Das Super Team von Predazzo geht nicht nur wegen seiner Olympia-Premiere in die Skisprung-Geschichte ein. Der Abbruch des Wettkampfs sorgt für Debatten. Ein deutscher Funktionär regt sich mächtig auf. Der vorzeitige Abbruch des letzten olympischen Skisprung-Wettkampfs von Italien machte Horst Hüttel wütend. «Ich bin richtig, richtig sauer, weil es keiner von uns versteht», sagte der Sportdirektor des Deutschen Skiverbands (DSV) nach dem bitteren vierten Platz von Philipp Raimund und Andreas Wellinger. Keine 17 Zentimeter fehlten auf der Großschanze von Predazzo am Ende umgerechnet auf Bronze.

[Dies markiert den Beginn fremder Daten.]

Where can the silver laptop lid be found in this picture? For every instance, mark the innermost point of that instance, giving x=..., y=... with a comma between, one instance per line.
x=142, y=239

Wetter-Apps hätten angezeigt, dass der starke Schneefall als Hauptfaktor des Abbruchs schnell wieder aufhört. «Und diese Wetter-Apps muss auch die Fis haben», sagte Hüttel mit Blick auf den Weltverband. «Es ist einfach schlecht gearbeitet, miserabel schlecht gearbeitet.» Hüttel erklärte: «Es ist die Schneefront gekommen und war nach in etwa 15 bis 18 Minuten wieder weg.» Tatsächlich ließ der plötzliche Schneefall auch recht schnell wieder nach. Die Entscheidung zum Abbruch im letzten von drei Durchgängen war da aber bereits gefallen. Es zählte das Ergebnis nach zwei Durchgängen. Ein starker letzter Sprung von Raimund fiel damit aus der Wertung. Ein im Vergleich zur Konkurrenz nicht so guter von Wellinger allerdings auch. Hüttel hätte sich gewünscht, den Wettkampf nicht sofort zu beenden. Er sah eine andere Möglichkeit. «Man kann schon abbrechen. Man muss dann die ganze Gruppe nochmal springen lassen», sagte er. «Das wäre, finde ich – und das gab es in der Vergangenheit auch schon oft – die fairste und beste Entscheidung gewesen für alle. Ein Stück weit fühlt man sich schon vorgeführt irgendwie. Weil einem etwas genommen wird, was man schon geleistet hat. Sowas ist immer einfach bitter.»